Running DaVinci on the grid
Learning Objectives
Create a ganga job
Submit a ganga job
Waiting for ganga
Find the job output
In certain cases, submitting an Analysis Production may not be the best option. This lesson will teach you how to take our minimal DaVinci job and run it on the grid yourself.
ganga
is a program which you can use to interact with your grid
jobs.
Before creating your first ganga
job, open the script ntuple_options.py
, obtained in an earlier lesson, and comment out the lines taking the local input data: we will now use the data stored on grid.
Also, you need to know the path to your data from Bookkeeping. In our case the path is:
/MC/2016/Beam6500GeV-2016-MagDown-Nu1.6-25ns-Pythia8/Sim09c/Trig0x6138160F/Reco16/Turbo03/Stripping28r1NoPrescalingFlagged/27163002/ALLSTREAMS.DST
Note, that here the event type number should be located at the end of the path, which is not the case if you browse the bookkeeping by Event type
.
Finally, launch your grid proxy typing lhcb-proxy-init
and enter your grid certificate password.
Great! Now you are ready to start ganga!

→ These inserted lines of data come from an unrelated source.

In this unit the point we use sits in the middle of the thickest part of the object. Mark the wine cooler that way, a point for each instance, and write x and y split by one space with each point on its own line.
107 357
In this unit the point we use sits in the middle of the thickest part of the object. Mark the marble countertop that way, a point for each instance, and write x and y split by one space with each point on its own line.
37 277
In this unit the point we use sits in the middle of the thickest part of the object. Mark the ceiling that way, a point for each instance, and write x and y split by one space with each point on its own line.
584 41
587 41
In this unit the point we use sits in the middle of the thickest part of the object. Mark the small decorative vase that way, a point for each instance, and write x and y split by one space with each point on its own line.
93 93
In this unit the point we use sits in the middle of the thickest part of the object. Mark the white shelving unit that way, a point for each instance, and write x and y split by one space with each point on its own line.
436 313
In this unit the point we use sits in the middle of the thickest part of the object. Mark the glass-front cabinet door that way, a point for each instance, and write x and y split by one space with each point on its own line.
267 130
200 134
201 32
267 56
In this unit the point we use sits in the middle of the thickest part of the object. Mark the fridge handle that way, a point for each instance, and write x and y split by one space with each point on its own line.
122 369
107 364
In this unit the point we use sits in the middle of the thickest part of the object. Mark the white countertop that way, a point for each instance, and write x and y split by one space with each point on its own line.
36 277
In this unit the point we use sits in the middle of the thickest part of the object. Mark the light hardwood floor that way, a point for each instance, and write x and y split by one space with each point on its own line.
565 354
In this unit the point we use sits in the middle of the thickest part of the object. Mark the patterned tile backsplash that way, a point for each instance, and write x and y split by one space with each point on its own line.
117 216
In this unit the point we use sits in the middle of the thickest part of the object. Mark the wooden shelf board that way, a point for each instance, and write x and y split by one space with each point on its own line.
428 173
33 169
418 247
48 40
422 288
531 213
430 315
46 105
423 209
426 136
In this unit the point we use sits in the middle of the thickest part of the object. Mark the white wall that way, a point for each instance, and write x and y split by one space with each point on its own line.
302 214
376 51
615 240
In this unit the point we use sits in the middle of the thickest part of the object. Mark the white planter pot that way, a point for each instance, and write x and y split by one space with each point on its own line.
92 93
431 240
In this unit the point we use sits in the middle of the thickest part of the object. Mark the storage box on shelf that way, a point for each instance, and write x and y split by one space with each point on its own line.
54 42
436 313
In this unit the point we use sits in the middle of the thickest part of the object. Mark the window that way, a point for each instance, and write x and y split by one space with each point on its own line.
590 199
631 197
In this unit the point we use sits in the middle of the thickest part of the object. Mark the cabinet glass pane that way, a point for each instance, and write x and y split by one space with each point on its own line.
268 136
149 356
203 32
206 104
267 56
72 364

Do it with:
$ ganga
After ganga
has started you will be dropped into something that
looks very much like an ipython
session. ganga
is built on top of
ipython
so you can type anything that is legal python
in addition
to some special commands provided by ganga
.
Help in Ganga
As with any python session you can get help on any object or method with help
. For example help(Job)
gives you all the information about the Ganga Job
object.
To create your first ganga
job, type the following:
j = Job(name='First ganga job')
myApp = prepareGaudiExec('DaVinci','v45r8', myPath='.')
j.application = myApp
j.application.options = ['ntuple_options.py']
j.application.platform = 'x86_64-centos7-gcc8-opt'
bkPath = '/MC/2016/Beam6500GeV-2016-MagDown-Nu1.6-25ns-Pythia8/Sim09c/Trig0x6138160F/Reco16/Turbo03/Stripping28r1NoPrescalingFlagged/27163002/ALLSTREAMS.DST'
data = BKQuery(bkPath, dqflag=['OK']).getDataset()

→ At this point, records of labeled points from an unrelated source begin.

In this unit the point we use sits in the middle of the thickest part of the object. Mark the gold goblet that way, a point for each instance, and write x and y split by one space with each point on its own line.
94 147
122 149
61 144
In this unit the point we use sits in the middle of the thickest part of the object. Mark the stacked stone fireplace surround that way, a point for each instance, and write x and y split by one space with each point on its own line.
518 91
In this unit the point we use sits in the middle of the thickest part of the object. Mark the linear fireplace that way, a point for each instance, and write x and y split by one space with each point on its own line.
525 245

j.inputdata = data[0:2] # access only the first 2 files of data
j.backend = Dirac()
j.splitter = SplitByFiles(filesPerJob=1)
j.outputfiles = [LocalFile('DVntuple.root')]
This will create a Job
object that will execute DaVinci
configured
with the option files given in j.application.options
using a
backend called Dirac
, which is “the grid”. Instead of specifying the
files to process as part of the options file you have now to tell the
Job
about it. This allows ganga
to split your job up by setting j.splitter
,
processing different files simultaneously. More details about the splitter are given in the next lesson. Note that data will be accessed using its path in the bookkeeping bkPath
. In order to speed-up our job, only the first 2 elements (files) of data
will be accessed; we don’t need to look at much data here.
DaVinciDev folder
When you create a job using prepareGaudiExec('DaVinci','v45r8', myPath='.')
you get the following message:
INFO Set up App Env at: ./DaVinciDev_v45r8
ganga
has created a folder with a local copy of the DaVinci v45r8 release.

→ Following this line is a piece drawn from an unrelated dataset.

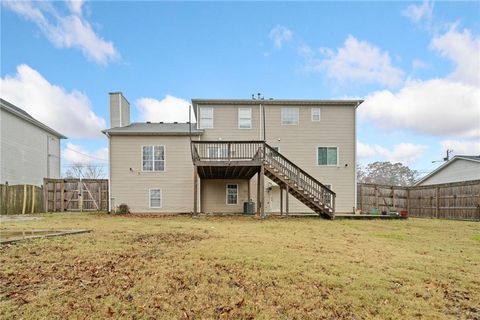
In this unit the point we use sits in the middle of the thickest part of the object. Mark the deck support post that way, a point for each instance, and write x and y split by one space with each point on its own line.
195 189
262 191
281 201
286 199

The content of it will be sent to the grid to ensure your job runs with
exactly this configuration.
We will use this folder for the following jobs and you will learn more about
this in the Developing LHCb Software lesson.
Now you have created your first job, however it has not started
running yet. To submit it type j.submit()
. Now ganga
will do the
equivalent of lb-run DaVinci/v45r8
, prepare your job and then
ship it off to the grid.
Picking up a right platform
The default platform on most lxplus machines is x86_64-centos7-gcc8-opt
with gcc compiler version 8.
However some older DaVinci version are not compiled for x86_64-centos7-gcc8-opt
.
The list of platforms available for a certain DaVinci version (let’s try the DaVinci version we are using v45r8
), can be viewed by
$ lb-run --list-platforms DaVinci v45r8
The default compiler platform for GaudiExec applications is x86_64-slc6-gcc62-opt
.
So for some DaVinci versions, including the latest DaVinci v45r8
a few additional actions are needed to set up your ganga job properly.
When setting up your ganga job, add the following line after declaring the j.application
:
j.application.platform = 'x86_64-centos7-gcc8-opt'
While it runs, let’s submit an identical job via slightly different method. Having to type in the details of each job every time you want to run it is error prone and tedious. Instead you can place all the lines that define a job in a file and simply run that.
Place the following in a file called first-job.py
:
j = Job(name='First ganga job')
myApp = GaudiExec()
myApp.directory = "./DaVinciDev_v45r8"
j.application = myApp
j.application.options = ['ntuple_options.py']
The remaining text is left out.